[Editor's Note: I wrote this story for posting this AM at Military.com. I know it's not a tech piece, but I thought for those of you in the service or with strong service affinity, it might stir some of that "rivalry" in ya...]
When the incoming Marine Corps Commandant Gen. James Conway looked around the Corps, he didn't like what he saw.
No, it wasn't the Corps' aggressiveness, tactical savvy or combat acumen that worried him. Instead, it was the bulging gut, extra skin under the chin and the runaway waistlines that Leathernecks were squeezing into their cammies that got his dander up.
"Inspector General of the Marine Corps review of body composition programs indicates we still have Marines that fail to meet body composition standards," Conway wrote in an Aug. 11 Marine Corps-wide message. "This impacts combat efficiency and effectiveness and, unfortunately, is a clear indicator of some commanders' failure to enforce standards."
Marines have been at war for seven years -- rotating in a near-constant seven-month cycle of workups and deployment that leaves little time for physical training and all-around fitness. Come home, work out, pass the PFT, deploy.
Now, that's all changed.
Early this month, the Corps introduced a new fitness test that goes way beyond the current PFT that measures pull ups, crunches and a timed, three-mile run. The new "combat fitness test" -- which will be administered in addition to the standard PFT -- is more representative of what Marines are doing on deployment.

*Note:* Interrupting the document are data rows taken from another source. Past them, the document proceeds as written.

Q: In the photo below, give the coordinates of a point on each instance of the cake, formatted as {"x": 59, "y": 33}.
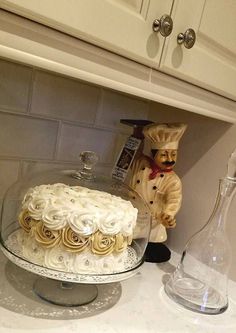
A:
{"x": 76, "y": 229}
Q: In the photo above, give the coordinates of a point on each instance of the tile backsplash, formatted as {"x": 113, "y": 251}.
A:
{"x": 46, "y": 120}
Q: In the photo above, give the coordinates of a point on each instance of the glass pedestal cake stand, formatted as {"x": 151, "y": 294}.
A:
{"x": 68, "y": 288}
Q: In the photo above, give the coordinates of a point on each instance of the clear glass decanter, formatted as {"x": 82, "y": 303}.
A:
{"x": 200, "y": 280}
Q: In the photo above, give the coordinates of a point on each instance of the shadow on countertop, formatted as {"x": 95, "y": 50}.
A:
{"x": 17, "y": 295}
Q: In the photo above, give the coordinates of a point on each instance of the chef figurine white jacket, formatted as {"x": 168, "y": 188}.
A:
{"x": 157, "y": 183}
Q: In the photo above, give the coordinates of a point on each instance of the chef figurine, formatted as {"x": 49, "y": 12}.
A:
{"x": 156, "y": 182}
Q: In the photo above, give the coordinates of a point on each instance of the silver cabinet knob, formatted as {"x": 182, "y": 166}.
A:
{"x": 164, "y": 25}
{"x": 188, "y": 38}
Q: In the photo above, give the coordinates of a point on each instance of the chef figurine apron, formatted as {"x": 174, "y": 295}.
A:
{"x": 154, "y": 178}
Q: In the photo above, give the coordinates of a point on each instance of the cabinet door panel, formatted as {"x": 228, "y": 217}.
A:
{"x": 122, "y": 26}
{"x": 211, "y": 63}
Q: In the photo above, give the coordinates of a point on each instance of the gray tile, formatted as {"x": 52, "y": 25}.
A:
{"x": 116, "y": 106}
{"x": 31, "y": 167}
{"x": 15, "y": 85}
{"x": 75, "y": 139}
{"x": 63, "y": 98}
{"x": 27, "y": 137}
{"x": 8, "y": 174}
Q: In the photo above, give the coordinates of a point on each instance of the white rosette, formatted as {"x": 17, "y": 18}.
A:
{"x": 85, "y": 263}
{"x": 120, "y": 261}
{"x": 55, "y": 217}
{"x": 32, "y": 251}
{"x": 57, "y": 258}
{"x": 83, "y": 222}
{"x": 109, "y": 224}
{"x": 129, "y": 221}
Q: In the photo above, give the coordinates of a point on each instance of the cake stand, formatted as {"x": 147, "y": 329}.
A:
{"x": 68, "y": 288}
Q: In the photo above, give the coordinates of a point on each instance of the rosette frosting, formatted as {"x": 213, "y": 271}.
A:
{"x": 85, "y": 211}
{"x": 73, "y": 228}
{"x": 74, "y": 242}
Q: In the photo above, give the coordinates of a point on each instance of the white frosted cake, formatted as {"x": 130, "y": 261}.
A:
{"x": 75, "y": 229}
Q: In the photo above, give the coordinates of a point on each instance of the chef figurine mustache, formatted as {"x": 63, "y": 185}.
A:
{"x": 157, "y": 183}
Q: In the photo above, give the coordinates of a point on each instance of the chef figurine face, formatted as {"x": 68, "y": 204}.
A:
{"x": 165, "y": 159}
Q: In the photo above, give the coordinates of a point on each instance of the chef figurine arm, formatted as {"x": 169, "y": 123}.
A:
{"x": 173, "y": 198}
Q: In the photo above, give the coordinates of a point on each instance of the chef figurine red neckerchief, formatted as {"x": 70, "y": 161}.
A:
{"x": 155, "y": 180}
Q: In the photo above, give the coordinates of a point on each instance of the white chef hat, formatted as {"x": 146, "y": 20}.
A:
{"x": 164, "y": 136}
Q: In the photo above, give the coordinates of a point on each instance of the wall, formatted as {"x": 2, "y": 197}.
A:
{"x": 46, "y": 120}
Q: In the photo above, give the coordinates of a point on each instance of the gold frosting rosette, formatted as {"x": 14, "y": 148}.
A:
{"x": 121, "y": 243}
{"x": 45, "y": 236}
{"x": 26, "y": 221}
{"x": 73, "y": 241}
{"x": 102, "y": 244}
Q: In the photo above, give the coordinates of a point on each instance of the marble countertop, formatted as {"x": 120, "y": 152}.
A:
{"x": 138, "y": 304}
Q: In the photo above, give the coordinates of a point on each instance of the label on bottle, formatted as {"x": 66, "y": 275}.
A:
{"x": 125, "y": 158}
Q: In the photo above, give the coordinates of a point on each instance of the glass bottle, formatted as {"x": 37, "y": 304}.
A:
{"x": 200, "y": 280}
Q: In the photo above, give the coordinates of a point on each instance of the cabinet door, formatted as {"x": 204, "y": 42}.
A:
{"x": 211, "y": 63}
{"x": 122, "y": 26}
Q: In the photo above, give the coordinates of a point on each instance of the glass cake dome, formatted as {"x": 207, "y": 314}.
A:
{"x": 74, "y": 227}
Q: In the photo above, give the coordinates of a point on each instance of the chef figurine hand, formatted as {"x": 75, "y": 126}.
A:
{"x": 154, "y": 179}
{"x": 167, "y": 220}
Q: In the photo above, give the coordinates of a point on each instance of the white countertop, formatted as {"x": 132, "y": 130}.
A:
{"x": 138, "y": 304}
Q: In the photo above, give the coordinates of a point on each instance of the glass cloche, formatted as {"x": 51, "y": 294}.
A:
{"x": 75, "y": 229}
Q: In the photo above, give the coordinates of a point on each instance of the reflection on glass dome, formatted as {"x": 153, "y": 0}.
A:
{"x": 73, "y": 226}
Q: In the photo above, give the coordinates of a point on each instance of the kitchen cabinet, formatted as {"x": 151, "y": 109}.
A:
{"x": 211, "y": 62}
{"x": 125, "y": 27}
{"x": 122, "y": 26}
{"x": 38, "y": 45}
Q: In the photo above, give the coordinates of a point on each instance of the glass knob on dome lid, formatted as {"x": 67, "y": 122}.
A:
{"x": 89, "y": 159}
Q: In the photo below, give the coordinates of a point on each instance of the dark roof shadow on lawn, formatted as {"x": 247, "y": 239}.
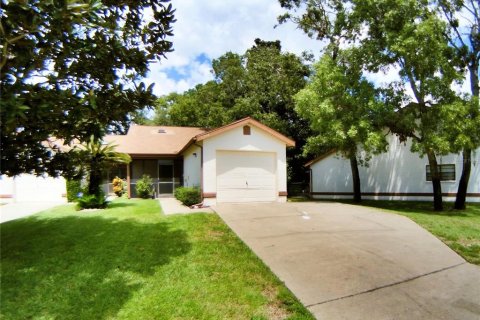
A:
{"x": 80, "y": 267}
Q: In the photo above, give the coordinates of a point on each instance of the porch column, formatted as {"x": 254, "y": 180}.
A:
{"x": 128, "y": 181}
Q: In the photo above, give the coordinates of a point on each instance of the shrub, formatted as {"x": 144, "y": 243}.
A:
{"x": 74, "y": 187}
{"x": 92, "y": 201}
{"x": 144, "y": 187}
{"x": 118, "y": 186}
{"x": 188, "y": 195}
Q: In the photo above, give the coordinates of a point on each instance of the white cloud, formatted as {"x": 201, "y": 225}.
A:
{"x": 214, "y": 27}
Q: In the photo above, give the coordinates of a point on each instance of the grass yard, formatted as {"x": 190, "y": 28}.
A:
{"x": 131, "y": 262}
{"x": 460, "y": 230}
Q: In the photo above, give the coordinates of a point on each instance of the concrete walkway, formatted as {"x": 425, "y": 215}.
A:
{"x": 173, "y": 206}
{"x": 349, "y": 262}
{"x": 17, "y": 210}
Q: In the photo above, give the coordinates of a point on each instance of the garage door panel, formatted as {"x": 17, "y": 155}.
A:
{"x": 246, "y": 176}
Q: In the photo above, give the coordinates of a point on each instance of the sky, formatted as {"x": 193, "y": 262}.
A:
{"x": 206, "y": 29}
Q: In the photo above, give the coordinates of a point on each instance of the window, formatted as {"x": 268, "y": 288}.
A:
{"x": 447, "y": 172}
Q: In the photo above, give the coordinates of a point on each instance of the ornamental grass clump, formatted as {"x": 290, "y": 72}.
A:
{"x": 188, "y": 195}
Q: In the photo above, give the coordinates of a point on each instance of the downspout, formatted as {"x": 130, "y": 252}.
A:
{"x": 201, "y": 169}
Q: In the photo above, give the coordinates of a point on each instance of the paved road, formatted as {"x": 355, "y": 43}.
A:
{"x": 349, "y": 262}
{"x": 18, "y": 210}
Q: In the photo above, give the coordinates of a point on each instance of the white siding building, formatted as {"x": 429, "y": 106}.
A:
{"x": 397, "y": 174}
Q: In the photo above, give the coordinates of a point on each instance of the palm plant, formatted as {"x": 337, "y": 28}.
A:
{"x": 96, "y": 158}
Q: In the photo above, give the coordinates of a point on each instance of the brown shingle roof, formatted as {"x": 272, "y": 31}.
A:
{"x": 246, "y": 121}
{"x": 149, "y": 140}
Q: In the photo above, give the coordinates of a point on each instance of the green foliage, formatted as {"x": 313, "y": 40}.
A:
{"x": 188, "y": 195}
{"x": 70, "y": 69}
{"x": 413, "y": 38}
{"x": 343, "y": 109}
{"x": 92, "y": 201}
{"x": 119, "y": 186}
{"x": 74, "y": 187}
{"x": 260, "y": 83}
{"x": 144, "y": 187}
{"x": 95, "y": 157}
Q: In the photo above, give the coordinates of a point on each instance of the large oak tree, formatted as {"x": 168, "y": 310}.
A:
{"x": 70, "y": 69}
{"x": 403, "y": 35}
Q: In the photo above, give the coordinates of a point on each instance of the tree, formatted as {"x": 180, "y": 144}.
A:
{"x": 96, "y": 157}
{"x": 401, "y": 34}
{"x": 464, "y": 36}
{"x": 70, "y": 69}
{"x": 343, "y": 109}
{"x": 260, "y": 83}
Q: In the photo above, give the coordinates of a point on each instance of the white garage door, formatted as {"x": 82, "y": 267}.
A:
{"x": 244, "y": 176}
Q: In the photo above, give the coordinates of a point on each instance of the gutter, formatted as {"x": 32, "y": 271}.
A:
{"x": 201, "y": 169}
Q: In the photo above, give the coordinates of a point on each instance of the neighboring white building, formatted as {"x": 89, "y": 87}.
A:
{"x": 397, "y": 174}
{"x": 244, "y": 161}
{"x": 30, "y": 188}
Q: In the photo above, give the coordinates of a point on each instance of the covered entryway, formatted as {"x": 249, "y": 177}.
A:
{"x": 246, "y": 176}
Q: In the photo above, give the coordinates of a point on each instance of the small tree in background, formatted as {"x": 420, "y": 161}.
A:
{"x": 97, "y": 157}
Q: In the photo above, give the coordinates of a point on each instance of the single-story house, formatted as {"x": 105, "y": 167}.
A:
{"x": 244, "y": 161}
{"x": 397, "y": 174}
{"x": 31, "y": 188}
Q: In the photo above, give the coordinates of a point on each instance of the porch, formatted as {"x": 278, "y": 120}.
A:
{"x": 166, "y": 174}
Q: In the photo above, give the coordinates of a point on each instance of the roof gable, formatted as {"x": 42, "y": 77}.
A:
{"x": 243, "y": 122}
{"x": 154, "y": 140}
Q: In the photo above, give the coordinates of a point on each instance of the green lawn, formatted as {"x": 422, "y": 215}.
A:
{"x": 131, "y": 262}
{"x": 460, "y": 230}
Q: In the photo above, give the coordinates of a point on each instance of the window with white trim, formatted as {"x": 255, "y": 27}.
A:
{"x": 447, "y": 172}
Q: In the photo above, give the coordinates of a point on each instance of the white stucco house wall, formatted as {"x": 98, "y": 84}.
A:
{"x": 397, "y": 174}
{"x": 244, "y": 161}
{"x": 31, "y": 188}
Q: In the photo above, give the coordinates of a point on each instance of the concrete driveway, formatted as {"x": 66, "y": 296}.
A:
{"x": 349, "y": 262}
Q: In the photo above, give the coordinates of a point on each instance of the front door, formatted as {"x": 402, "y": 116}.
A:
{"x": 165, "y": 177}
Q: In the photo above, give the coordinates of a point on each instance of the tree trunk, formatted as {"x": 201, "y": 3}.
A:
{"x": 94, "y": 181}
{"x": 467, "y": 153}
{"x": 463, "y": 183}
{"x": 357, "y": 195}
{"x": 437, "y": 186}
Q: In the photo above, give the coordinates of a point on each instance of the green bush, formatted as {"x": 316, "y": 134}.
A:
{"x": 119, "y": 186}
{"x": 144, "y": 187}
{"x": 74, "y": 187}
{"x": 92, "y": 201}
{"x": 188, "y": 195}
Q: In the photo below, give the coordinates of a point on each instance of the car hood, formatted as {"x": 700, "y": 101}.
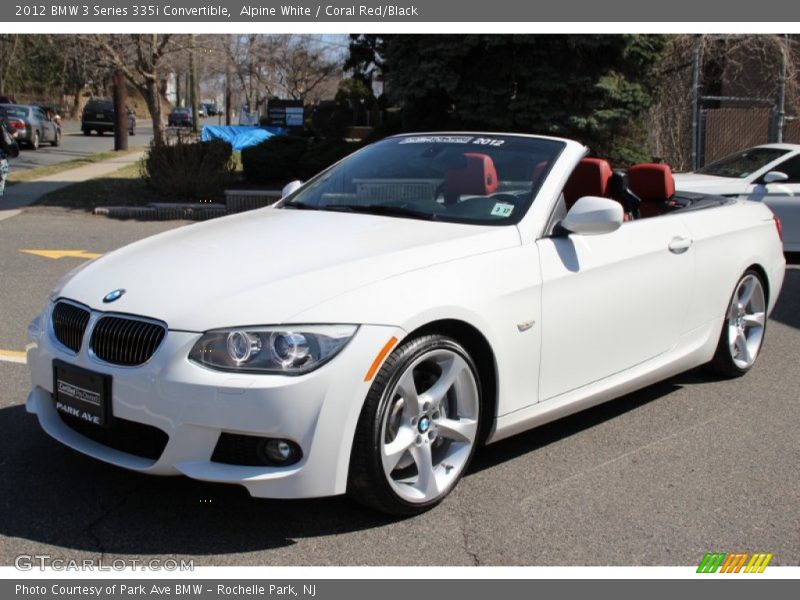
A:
{"x": 697, "y": 182}
{"x": 264, "y": 266}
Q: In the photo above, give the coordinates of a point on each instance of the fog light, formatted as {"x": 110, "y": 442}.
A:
{"x": 280, "y": 451}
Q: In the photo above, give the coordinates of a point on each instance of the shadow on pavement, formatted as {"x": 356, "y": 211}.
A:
{"x": 787, "y": 311}
{"x": 56, "y": 496}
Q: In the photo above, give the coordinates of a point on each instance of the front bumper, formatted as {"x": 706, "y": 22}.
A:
{"x": 193, "y": 405}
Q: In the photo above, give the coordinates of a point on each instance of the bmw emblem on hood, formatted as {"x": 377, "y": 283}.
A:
{"x": 113, "y": 296}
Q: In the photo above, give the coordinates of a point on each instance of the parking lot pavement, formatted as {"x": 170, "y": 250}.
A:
{"x": 658, "y": 477}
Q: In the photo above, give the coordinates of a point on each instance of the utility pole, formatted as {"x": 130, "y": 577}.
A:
{"x": 120, "y": 112}
{"x": 696, "y": 100}
{"x": 229, "y": 82}
{"x": 193, "y": 84}
{"x": 781, "y": 124}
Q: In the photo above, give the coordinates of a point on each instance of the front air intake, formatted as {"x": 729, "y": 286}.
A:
{"x": 126, "y": 341}
{"x": 69, "y": 324}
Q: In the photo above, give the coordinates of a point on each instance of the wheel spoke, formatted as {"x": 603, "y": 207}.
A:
{"x": 450, "y": 372}
{"x": 747, "y": 289}
{"x": 741, "y": 344}
{"x": 426, "y": 482}
{"x": 394, "y": 451}
{"x": 754, "y": 319}
{"x": 458, "y": 430}
{"x": 408, "y": 390}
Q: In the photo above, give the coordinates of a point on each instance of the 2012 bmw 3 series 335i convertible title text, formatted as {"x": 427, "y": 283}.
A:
{"x": 426, "y": 295}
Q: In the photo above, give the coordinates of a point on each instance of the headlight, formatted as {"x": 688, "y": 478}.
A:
{"x": 290, "y": 350}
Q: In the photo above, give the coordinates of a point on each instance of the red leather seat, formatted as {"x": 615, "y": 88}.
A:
{"x": 590, "y": 178}
{"x": 477, "y": 178}
{"x": 654, "y": 184}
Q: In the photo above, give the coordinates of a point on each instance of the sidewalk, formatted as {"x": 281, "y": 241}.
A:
{"x": 26, "y": 193}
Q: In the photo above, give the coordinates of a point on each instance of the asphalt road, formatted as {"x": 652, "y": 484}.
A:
{"x": 658, "y": 477}
{"x": 75, "y": 145}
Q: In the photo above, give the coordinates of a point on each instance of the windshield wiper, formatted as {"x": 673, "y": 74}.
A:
{"x": 382, "y": 210}
{"x": 300, "y": 206}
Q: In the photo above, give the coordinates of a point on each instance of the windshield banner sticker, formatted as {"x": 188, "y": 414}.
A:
{"x": 438, "y": 139}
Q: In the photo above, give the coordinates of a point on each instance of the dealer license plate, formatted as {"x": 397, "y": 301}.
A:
{"x": 81, "y": 393}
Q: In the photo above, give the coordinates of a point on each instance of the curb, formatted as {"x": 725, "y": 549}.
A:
{"x": 151, "y": 212}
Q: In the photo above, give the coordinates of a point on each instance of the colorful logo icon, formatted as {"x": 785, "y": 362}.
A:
{"x": 734, "y": 562}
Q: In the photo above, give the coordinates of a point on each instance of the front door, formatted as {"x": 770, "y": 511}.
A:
{"x": 612, "y": 301}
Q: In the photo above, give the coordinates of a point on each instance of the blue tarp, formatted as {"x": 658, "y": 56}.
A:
{"x": 239, "y": 136}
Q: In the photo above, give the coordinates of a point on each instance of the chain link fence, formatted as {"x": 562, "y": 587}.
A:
{"x": 718, "y": 94}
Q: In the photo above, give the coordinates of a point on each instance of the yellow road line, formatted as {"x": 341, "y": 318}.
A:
{"x": 12, "y": 356}
{"x": 56, "y": 254}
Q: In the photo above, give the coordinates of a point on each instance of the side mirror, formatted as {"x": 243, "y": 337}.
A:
{"x": 775, "y": 176}
{"x": 593, "y": 215}
{"x": 290, "y": 187}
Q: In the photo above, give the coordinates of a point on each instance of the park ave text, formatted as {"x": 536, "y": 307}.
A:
{"x": 167, "y": 589}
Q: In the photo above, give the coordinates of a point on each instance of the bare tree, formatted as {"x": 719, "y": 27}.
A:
{"x": 266, "y": 66}
{"x": 8, "y": 49}
{"x": 139, "y": 58}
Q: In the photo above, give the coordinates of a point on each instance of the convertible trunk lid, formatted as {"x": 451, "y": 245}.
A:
{"x": 263, "y": 267}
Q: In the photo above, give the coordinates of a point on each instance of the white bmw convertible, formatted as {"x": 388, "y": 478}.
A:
{"x": 769, "y": 174}
{"x": 426, "y": 295}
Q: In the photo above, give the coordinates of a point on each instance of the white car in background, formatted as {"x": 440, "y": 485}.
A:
{"x": 768, "y": 174}
{"x": 427, "y": 294}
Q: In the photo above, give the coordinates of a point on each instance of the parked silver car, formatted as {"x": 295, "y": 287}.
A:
{"x": 30, "y": 125}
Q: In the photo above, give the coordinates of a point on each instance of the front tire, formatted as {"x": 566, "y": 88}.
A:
{"x": 418, "y": 429}
{"x": 744, "y": 327}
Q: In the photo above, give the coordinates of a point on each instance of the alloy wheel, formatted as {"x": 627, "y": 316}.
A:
{"x": 430, "y": 425}
{"x": 746, "y": 320}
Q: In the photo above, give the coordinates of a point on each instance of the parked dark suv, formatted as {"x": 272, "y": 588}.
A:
{"x": 98, "y": 115}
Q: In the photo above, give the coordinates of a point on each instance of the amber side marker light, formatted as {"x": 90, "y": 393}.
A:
{"x": 379, "y": 358}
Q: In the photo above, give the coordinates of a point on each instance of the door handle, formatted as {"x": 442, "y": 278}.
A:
{"x": 679, "y": 245}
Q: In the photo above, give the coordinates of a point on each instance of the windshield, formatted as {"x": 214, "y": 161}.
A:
{"x": 742, "y": 164}
{"x": 462, "y": 178}
{"x": 16, "y": 111}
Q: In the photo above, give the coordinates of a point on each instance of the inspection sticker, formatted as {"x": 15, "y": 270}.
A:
{"x": 501, "y": 209}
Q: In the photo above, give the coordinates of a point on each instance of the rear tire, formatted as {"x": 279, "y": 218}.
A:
{"x": 418, "y": 428}
{"x": 743, "y": 328}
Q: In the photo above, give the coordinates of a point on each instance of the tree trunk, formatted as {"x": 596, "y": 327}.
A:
{"x": 153, "y": 99}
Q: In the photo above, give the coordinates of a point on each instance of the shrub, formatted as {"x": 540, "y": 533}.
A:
{"x": 281, "y": 159}
{"x": 274, "y": 160}
{"x": 322, "y": 154}
{"x": 198, "y": 170}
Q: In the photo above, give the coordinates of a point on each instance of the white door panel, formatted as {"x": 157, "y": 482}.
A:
{"x": 612, "y": 301}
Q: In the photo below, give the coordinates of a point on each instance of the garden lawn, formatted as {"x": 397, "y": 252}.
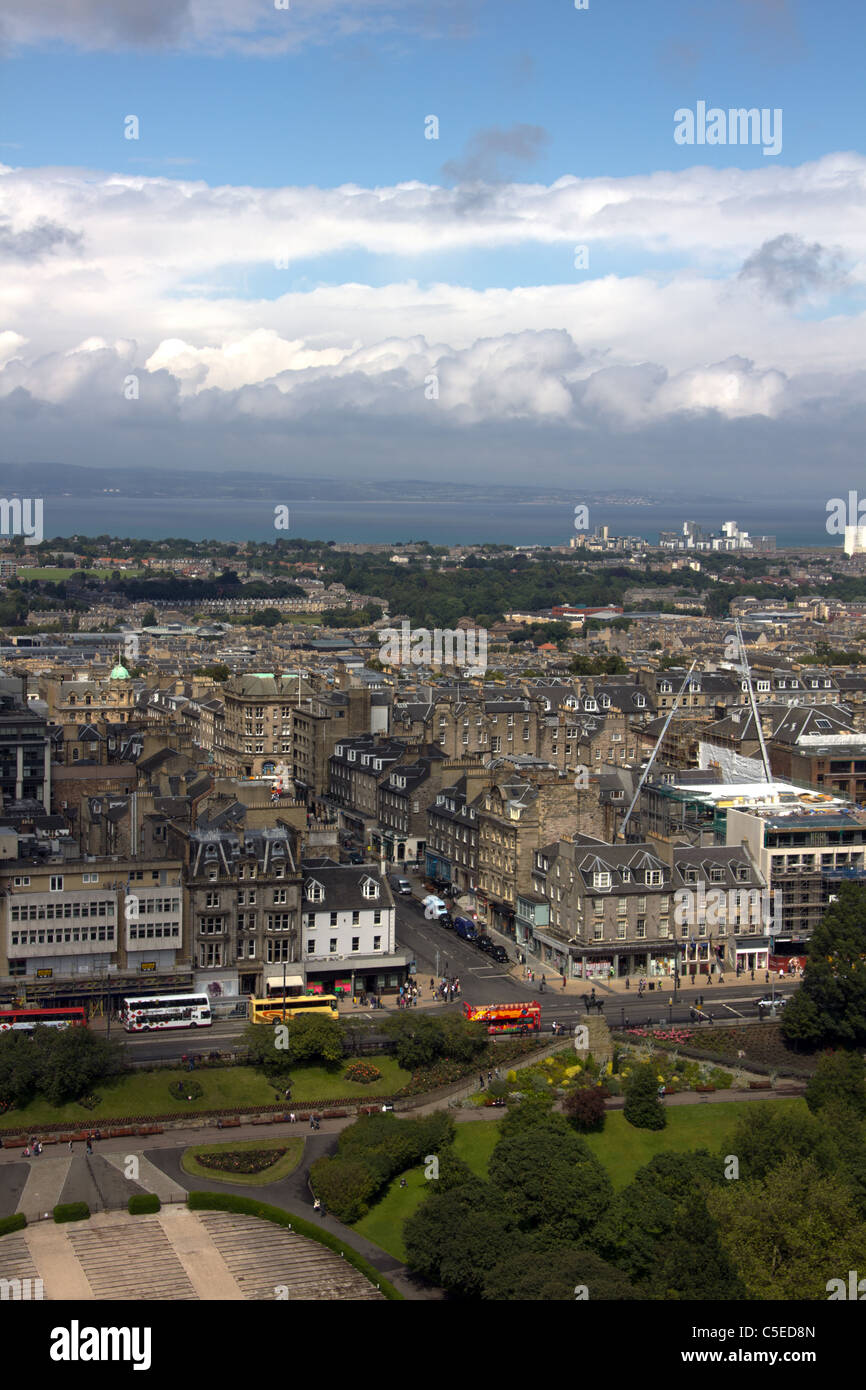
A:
{"x": 321, "y": 1083}
{"x": 623, "y": 1148}
{"x": 474, "y": 1143}
{"x": 281, "y": 1168}
{"x": 146, "y": 1093}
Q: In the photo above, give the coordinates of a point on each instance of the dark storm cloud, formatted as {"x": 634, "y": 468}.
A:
{"x": 786, "y": 268}
{"x": 494, "y": 154}
{"x": 36, "y": 239}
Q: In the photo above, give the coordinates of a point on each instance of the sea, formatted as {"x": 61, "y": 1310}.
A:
{"x": 797, "y": 524}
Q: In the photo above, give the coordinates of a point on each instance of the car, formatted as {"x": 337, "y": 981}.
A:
{"x": 466, "y": 929}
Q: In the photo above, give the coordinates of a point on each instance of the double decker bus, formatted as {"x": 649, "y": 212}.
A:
{"x": 277, "y": 1008}
{"x": 166, "y": 1011}
{"x": 28, "y": 1019}
{"x": 505, "y": 1018}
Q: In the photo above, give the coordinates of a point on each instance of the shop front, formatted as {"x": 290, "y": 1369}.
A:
{"x": 751, "y": 954}
{"x": 360, "y": 976}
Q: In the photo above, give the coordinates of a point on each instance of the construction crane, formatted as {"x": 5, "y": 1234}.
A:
{"x": 620, "y": 833}
{"x": 744, "y": 667}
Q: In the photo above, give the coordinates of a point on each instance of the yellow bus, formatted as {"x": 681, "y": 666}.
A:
{"x": 292, "y": 1007}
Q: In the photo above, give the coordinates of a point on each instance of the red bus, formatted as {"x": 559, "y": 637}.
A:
{"x": 27, "y": 1019}
{"x": 505, "y": 1018}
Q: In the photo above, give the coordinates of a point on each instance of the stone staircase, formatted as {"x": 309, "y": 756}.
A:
{"x": 264, "y": 1258}
{"x": 149, "y": 1268}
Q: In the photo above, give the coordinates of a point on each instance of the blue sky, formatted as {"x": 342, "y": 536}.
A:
{"x": 724, "y": 287}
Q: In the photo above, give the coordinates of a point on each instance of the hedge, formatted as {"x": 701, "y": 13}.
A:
{"x": 71, "y": 1211}
{"x": 143, "y": 1203}
{"x": 248, "y": 1207}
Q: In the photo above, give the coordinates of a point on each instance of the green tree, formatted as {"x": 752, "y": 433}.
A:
{"x": 551, "y": 1179}
{"x": 763, "y": 1134}
{"x": 555, "y": 1279}
{"x": 790, "y": 1232}
{"x": 642, "y": 1105}
{"x": 834, "y": 983}
{"x": 840, "y": 1077}
{"x": 70, "y": 1062}
{"x": 455, "y": 1237}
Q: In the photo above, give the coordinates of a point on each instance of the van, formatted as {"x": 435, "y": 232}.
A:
{"x": 466, "y": 929}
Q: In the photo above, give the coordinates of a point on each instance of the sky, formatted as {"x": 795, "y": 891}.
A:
{"x": 501, "y": 242}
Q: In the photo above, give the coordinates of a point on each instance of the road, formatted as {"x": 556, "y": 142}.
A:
{"x": 438, "y": 950}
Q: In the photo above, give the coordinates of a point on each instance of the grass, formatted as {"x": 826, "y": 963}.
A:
{"x": 474, "y": 1143}
{"x": 623, "y": 1148}
{"x": 284, "y": 1165}
{"x": 620, "y": 1147}
{"x": 146, "y": 1093}
{"x": 314, "y": 1083}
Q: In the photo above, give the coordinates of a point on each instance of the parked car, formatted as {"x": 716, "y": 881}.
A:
{"x": 435, "y": 908}
{"x": 466, "y": 929}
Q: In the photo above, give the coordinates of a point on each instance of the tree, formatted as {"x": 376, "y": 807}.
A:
{"x": 765, "y": 1133}
{"x": 70, "y": 1062}
{"x": 555, "y": 1279}
{"x": 416, "y": 1039}
{"x": 642, "y": 1105}
{"x": 830, "y": 1007}
{"x": 585, "y": 1108}
{"x": 790, "y": 1232}
{"x": 840, "y": 1077}
{"x": 309, "y": 1039}
{"x": 458, "y": 1236}
{"x": 551, "y": 1179}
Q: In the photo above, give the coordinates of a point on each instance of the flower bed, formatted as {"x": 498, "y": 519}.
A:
{"x": 242, "y": 1161}
{"x": 362, "y": 1073}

Divided into three events, the new test includes a timed ammo can lift, an 880-yard "movement-to-contact" run and a so-called "maneuver under fire" event that covers 300 yards.
"It's not often that we have to do a hump across the desert, but we sure have to sprint like this in urban combat," said Sgt. Maj. Ronald Green, top enlisted advisor to the commander of Marines assigned to the Pentagon.
"This challenges that 'two block war,' " Green said, sweat pouring off his brow after running through the CFT himself.
Marines will be required to start taking the combat fitness test in October. For the first year, the CFT will be graded on a pass/fail basis, with those who fail entering a remedial fitness program to get them up to snuff. Officials with Training and Education Command, which developed the new test, said the PFT and CFT will not be administered on the same day.
Marines who watched a demonstration of the grueling test on Aug. 18 were excited about the new demands if not a little nervous.
"It wasn't impossible, but it was pretty challenging," said 21 year-old Cpl. Hudson Bull, an infantryman assigned to the ceremonial marching team in Washington. Bull has taken the test before.
"I like anything that breaks people off," said Staff Sgt. Richard DeBoy, a platoon leader with three Iraq tours under his belt, describing the crushing effect the CFT's various "short burst" movements can have on a Marine.
Leathernecks will have to take the CFT wearing combat boots and cammies. After the 880-yard run, Marines get a five minute break, then must lift a 30-pound ammo can from chin height straight above their head as many times as they can in two minutes.
Then the hard part begins.
The "maneuver under fire" portion of the test is a 300-yard muscle-burning combination of crawling, casualty dragging, fireman carry, grenade throw simulation ending with a slalom run to the finish line with two 30-pound ammo cans.
In order to pass the test, a male Marine aged 17 to 26, for example, will have to complete the movement to contact run in three minutes, forty-eight seconds or less, execute at least 45 ammo can lifts in two minutes and run the maneuver-under-fire portion in three minutes, 29 seconds or less.
While the first year of this test will be conducted as pass/fail, beginning Oct. 1, 2009, the Corps will count scored results of CFT toward promotions and cutting scores, officials said.
The test was developed in close collaboration with the Corps' internal fitness professionals, sports medicine experts and Leathernecks from the Marine Corps Martial Arts program. It "fills in some gaps left out by the PFT," Marine fitness experts say, and it'll force Marines to re-engineer their workouts.
No more body building, Marine, it's time to put together a "functional fitness program" that incorporates short bursts of high-intensity activity using lots of muscles.
"How often do you actually do the motion in a leg curl?" asked Lauren Baker, head athletic trainer for Marines based at the Pentagon. "Unless you're a soccer player, not much."
Preparing for the CFT will "change their workout routine," she added. "Now they can have a little more fun with it."